By diligent practice with eye and hand (and the logical lobe of the brain), he must master the fingering of the keyboard, as it were, so that technical deficiency at least will not stand between him and expression. Once this is mastered he can very well afford to forget the fingering and proceed to play Chopin or Wagner. When one has thus arrived at the point where he can play, let him not mistake this ability or dexterity for the end or final expression. Let me reiterate, it is only the means to an end.
If you feel things intensely and can learn to see simply (which is not a child’s prerogative, but that of an intelligent man), a style or manner will develop that will be adequate, and it will be as “individual” and different from anyone else’s style as your personal idiosyncrasies dictate.
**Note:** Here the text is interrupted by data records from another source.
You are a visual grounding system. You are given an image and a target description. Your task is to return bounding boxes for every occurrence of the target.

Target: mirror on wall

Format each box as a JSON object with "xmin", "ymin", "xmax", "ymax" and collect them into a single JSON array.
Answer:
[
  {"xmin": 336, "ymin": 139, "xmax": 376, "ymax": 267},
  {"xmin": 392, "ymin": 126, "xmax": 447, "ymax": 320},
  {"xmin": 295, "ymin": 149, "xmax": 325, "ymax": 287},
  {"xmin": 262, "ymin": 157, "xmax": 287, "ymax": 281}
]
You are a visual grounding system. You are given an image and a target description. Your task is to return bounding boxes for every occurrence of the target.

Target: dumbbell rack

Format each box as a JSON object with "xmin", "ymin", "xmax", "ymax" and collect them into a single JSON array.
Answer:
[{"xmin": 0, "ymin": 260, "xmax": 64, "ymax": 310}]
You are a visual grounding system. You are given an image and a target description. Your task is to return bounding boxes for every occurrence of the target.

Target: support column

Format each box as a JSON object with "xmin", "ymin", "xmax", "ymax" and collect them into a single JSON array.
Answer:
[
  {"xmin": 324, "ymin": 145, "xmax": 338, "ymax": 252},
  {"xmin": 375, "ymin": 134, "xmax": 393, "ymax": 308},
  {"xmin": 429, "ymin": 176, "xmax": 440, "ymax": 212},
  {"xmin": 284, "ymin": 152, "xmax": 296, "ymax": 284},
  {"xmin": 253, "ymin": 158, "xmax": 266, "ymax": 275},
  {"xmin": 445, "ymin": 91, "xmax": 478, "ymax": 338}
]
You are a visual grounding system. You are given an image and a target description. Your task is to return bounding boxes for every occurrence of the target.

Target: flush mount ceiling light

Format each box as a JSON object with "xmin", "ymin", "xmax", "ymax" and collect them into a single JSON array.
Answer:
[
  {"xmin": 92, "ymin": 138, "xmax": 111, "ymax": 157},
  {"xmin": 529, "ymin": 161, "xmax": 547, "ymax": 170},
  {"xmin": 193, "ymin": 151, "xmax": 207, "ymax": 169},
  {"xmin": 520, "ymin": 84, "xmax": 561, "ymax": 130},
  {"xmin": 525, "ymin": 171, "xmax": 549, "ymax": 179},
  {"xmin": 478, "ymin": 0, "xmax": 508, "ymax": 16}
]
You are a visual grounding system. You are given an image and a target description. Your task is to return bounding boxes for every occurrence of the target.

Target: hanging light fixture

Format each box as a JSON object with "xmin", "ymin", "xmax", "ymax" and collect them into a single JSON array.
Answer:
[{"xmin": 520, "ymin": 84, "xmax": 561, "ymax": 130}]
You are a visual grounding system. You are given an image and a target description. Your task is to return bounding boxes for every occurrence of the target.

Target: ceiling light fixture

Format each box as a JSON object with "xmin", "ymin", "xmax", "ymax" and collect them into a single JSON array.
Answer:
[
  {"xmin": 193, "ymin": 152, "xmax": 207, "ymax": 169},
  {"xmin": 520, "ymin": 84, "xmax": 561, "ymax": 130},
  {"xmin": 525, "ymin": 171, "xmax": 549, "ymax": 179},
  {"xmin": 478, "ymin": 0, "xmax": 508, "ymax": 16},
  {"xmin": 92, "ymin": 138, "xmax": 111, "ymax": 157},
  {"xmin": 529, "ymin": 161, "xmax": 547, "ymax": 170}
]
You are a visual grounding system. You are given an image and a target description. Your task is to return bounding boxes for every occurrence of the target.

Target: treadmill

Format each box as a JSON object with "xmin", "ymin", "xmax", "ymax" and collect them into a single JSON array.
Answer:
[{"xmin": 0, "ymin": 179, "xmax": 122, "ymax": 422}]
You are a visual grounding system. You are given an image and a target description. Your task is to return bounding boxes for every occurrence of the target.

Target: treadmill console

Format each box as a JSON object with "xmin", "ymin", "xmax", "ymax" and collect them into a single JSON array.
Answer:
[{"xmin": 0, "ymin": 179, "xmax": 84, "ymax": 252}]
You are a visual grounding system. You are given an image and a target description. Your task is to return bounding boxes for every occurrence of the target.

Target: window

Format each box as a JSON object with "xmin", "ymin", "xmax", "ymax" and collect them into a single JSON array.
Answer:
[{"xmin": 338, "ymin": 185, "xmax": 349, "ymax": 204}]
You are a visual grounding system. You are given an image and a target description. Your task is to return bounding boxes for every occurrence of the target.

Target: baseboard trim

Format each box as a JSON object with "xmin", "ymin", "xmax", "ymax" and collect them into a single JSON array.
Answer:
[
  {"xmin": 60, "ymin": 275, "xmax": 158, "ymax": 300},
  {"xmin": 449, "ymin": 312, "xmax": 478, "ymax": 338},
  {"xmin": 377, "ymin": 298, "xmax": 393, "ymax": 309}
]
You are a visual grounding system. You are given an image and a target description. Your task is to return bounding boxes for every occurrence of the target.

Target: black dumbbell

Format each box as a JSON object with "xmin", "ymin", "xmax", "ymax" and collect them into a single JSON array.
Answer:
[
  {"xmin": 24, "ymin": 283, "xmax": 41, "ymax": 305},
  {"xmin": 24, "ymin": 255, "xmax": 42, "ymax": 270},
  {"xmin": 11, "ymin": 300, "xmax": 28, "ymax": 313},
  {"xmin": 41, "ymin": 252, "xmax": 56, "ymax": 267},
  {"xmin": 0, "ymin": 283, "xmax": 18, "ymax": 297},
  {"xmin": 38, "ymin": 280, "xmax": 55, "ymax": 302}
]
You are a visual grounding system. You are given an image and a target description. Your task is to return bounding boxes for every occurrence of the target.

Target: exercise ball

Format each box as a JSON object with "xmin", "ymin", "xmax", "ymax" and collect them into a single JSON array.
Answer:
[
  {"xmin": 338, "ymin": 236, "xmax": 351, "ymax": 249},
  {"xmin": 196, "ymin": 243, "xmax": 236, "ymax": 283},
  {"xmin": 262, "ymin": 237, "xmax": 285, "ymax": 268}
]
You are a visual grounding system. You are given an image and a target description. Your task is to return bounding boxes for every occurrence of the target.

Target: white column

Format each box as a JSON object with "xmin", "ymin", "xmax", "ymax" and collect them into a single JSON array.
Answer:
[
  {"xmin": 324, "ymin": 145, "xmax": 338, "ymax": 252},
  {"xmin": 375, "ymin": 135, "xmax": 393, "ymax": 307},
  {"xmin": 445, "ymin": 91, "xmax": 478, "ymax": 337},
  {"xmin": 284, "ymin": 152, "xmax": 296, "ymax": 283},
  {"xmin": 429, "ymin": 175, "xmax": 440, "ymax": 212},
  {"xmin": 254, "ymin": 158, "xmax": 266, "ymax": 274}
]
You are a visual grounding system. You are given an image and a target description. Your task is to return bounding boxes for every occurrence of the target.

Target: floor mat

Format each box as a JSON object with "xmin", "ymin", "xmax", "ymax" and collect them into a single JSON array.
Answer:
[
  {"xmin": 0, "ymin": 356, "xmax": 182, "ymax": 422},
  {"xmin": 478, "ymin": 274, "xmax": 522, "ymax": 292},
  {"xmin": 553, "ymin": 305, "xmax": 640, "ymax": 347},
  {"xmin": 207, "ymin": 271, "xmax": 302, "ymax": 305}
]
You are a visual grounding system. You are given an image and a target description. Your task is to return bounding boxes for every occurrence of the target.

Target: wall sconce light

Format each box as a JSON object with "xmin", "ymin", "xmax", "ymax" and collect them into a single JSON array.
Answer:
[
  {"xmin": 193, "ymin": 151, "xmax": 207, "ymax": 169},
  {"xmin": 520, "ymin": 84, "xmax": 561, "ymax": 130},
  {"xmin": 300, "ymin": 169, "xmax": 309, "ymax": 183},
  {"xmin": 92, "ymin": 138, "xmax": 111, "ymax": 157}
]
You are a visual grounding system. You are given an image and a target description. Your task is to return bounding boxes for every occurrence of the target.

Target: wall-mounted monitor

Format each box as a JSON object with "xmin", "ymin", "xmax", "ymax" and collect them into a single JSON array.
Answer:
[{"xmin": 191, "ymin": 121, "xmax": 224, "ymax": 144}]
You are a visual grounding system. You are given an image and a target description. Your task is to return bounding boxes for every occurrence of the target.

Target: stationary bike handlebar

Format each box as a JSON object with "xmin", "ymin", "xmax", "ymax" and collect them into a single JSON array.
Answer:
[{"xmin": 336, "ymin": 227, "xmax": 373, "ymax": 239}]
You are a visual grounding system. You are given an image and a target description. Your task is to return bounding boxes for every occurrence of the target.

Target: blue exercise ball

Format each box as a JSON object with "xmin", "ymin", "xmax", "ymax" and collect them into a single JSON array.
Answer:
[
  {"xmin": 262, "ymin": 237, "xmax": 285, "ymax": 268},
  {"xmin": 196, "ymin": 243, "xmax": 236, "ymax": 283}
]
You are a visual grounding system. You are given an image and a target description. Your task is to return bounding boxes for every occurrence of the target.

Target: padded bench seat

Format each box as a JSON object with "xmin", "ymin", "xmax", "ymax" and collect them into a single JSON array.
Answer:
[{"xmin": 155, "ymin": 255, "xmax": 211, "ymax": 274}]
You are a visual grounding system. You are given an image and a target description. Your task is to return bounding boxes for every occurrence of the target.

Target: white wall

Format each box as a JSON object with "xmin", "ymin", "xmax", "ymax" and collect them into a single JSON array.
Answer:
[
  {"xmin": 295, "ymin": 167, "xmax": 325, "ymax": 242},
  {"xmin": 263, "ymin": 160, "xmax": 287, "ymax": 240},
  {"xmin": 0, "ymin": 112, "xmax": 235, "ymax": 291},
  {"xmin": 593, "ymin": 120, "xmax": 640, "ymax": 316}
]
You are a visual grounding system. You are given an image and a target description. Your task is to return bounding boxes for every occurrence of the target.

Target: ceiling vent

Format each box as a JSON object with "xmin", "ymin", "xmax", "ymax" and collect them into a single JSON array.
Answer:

Your color sense, too, will improve along personal lines, and it, too, will always be distinctive and “characteristic” of you. I have never met two individuals who “saw color” identically; not only the physical construction of the eye, but the personal predilection or soul-state of each individual causes him to see differently. Copies of personalities are neither possible nor desirable in our world. All schools are full of the bugbear of “personality.” This is often prompted by the desire in the student to become distinguished from his fellows, which is laudable enough, but which cannot be achieved hastily or artificially.
Beauty of method comes of experience and similarly cannot be forced. This leads us to consider what office beauty really fills in the work of art. What beauty in a physical sense really is, no man has yet fathomed. It is like an electric current; we use it, feel it, know in a sense how to harness it, but we do not know what it is.
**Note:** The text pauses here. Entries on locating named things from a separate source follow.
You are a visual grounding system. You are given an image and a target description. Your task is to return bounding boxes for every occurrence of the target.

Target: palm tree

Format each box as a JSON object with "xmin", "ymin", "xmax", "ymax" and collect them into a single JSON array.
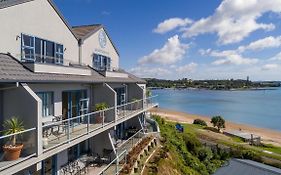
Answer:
[{"xmin": 3, "ymin": 117, "xmax": 24, "ymax": 146}]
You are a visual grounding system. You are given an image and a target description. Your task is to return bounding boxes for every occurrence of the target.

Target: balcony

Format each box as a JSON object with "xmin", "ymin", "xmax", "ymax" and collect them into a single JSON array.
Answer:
[
  {"xmin": 22, "ymin": 55, "xmax": 91, "ymax": 75},
  {"xmin": 115, "ymin": 129, "xmax": 145, "ymax": 154},
  {"xmin": 59, "ymin": 151, "xmax": 127, "ymax": 175},
  {"xmin": 0, "ymin": 97, "xmax": 158, "ymax": 172},
  {"xmin": 42, "ymin": 97, "xmax": 157, "ymax": 150}
]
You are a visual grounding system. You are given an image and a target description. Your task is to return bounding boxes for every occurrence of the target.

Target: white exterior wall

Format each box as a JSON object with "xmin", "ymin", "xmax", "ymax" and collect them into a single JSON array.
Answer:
[
  {"xmin": 82, "ymin": 28, "xmax": 119, "ymax": 69},
  {"xmin": 0, "ymin": 0, "xmax": 79, "ymax": 65},
  {"xmin": 29, "ymin": 84, "xmax": 90, "ymax": 122}
]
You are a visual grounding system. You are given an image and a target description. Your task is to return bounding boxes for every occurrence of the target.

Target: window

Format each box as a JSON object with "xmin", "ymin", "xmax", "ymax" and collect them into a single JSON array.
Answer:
[
  {"xmin": 37, "ymin": 92, "xmax": 54, "ymax": 117},
  {"xmin": 45, "ymin": 41, "xmax": 55, "ymax": 63},
  {"xmin": 56, "ymin": 44, "xmax": 63, "ymax": 64},
  {"xmin": 93, "ymin": 54, "xmax": 111, "ymax": 71},
  {"xmin": 22, "ymin": 34, "xmax": 64, "ymax": 64},
  {"xmin": 21, "ymin": 34, "xmax": 35, "ymax": 61}
]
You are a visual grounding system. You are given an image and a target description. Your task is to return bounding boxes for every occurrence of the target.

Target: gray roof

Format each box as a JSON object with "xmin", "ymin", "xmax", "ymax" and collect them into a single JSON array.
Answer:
[
  {"xmin": 0, "ymin": 53, "xmax": 145, "ymax": 83},
  {"xmin": 214, "ymin": 159, "xmax": 281, "ymax": 175},
  {"xmin": 0, "ymin": 0, "xmax": 33, "ymax": 9}
]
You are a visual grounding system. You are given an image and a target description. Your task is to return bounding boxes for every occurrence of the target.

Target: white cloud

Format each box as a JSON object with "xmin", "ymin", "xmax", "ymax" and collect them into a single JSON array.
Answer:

It has always seemed to me that a picture does not rest upon beauty alone. The beauty and the recognized elements of subject matter (with the unity of idea in which they should be represented) together signify something to us; it is difficult to say what that significance is. There is a spirit behind beauty which is its cause! Beauty, therefore, must be relevant to that cause. Perhaps it is an “association of ideas,” perhaps it involves what psychologists call the personal and the collective unconscious, perhaps it involves more mystical, even religious factors.
It is quite notable that Carlson specifies the yin-and-yang type relationship between rigorous, intentional, conscious thinking and intuition-based thinking. When it comes to painting (and most if not all creative endeavors...) the interplay between choregraphed dance of practice-based thought and more spontaneous sparks of thought that light the way at times with their brilliance, generate the energy and resonance we all seek as artist.
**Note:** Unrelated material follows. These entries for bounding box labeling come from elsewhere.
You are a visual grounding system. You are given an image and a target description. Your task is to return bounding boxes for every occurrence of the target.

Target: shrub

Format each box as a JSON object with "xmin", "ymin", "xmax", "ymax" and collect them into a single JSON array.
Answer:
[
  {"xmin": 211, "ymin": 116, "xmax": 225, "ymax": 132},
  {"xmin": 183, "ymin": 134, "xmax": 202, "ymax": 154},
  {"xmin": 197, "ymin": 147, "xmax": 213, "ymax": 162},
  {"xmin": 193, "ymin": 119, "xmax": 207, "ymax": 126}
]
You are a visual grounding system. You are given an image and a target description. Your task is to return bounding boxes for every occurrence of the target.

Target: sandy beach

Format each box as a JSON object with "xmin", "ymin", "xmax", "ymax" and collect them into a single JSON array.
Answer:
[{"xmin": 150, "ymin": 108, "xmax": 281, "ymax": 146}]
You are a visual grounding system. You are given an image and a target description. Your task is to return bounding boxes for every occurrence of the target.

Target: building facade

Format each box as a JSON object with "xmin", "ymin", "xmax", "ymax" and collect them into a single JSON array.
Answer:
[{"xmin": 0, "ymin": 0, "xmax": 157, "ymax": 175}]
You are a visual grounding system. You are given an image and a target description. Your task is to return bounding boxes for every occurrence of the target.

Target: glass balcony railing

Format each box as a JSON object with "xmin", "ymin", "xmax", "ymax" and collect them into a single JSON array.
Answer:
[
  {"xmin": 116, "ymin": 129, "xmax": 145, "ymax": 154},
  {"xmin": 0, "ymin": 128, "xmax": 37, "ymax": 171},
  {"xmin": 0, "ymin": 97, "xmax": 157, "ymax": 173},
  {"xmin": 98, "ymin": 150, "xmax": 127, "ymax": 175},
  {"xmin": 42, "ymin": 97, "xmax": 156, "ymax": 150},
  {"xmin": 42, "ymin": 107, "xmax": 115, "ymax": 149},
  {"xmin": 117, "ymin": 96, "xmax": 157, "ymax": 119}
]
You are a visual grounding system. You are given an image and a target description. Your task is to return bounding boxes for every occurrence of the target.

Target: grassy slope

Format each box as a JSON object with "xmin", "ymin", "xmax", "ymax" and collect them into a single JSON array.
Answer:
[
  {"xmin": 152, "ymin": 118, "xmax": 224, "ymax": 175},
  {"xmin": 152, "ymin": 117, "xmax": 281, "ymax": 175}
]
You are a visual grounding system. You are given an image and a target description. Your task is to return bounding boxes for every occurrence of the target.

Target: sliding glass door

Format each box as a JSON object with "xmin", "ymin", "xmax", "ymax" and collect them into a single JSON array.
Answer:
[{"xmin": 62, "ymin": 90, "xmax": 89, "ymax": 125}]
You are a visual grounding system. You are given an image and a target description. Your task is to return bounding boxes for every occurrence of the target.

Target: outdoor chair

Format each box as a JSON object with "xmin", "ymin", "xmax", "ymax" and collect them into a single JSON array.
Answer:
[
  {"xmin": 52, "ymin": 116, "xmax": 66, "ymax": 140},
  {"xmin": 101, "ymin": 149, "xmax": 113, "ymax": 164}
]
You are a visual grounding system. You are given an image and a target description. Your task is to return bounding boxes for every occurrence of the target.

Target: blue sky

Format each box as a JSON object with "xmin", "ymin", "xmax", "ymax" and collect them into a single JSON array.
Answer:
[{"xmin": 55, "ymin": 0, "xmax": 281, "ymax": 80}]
These ideas related to the connections between thought and creative acts are not relegated to Renaissance painters and those turn of the century American Painters I tend to favor. These sentiments transcend and permeate throughout art history and the general study of creativity.
"To be original one needs to learn the ideas of other painters in order to be different from them."
-Edgar Alwin Payne
"The average artist, if he chooses, could render an exact drawing of what he sees. Artistic work not only allows but demands some deviation from form and line. Just how far this may go depends on the viewpoint of each painter."
-Edgar Alwin Payne
"Creativity is seeing what others see and thinking what no one else ever thought." – Albert Einstein
"You use a glass mirror to see your face. You use works of art to see your soul." – George Bernard Shaw
“Creativity is a wild mind and a disciplined eye.” – Dorothy Parker
“Create with the heart; build with the mind.” – Criss Jami
“Art is a line around your thoughts.” – Gustav Klimt
Cheers for now - stay well!
Connecting the mind and the heart is the role of the artist. Great quotes!!!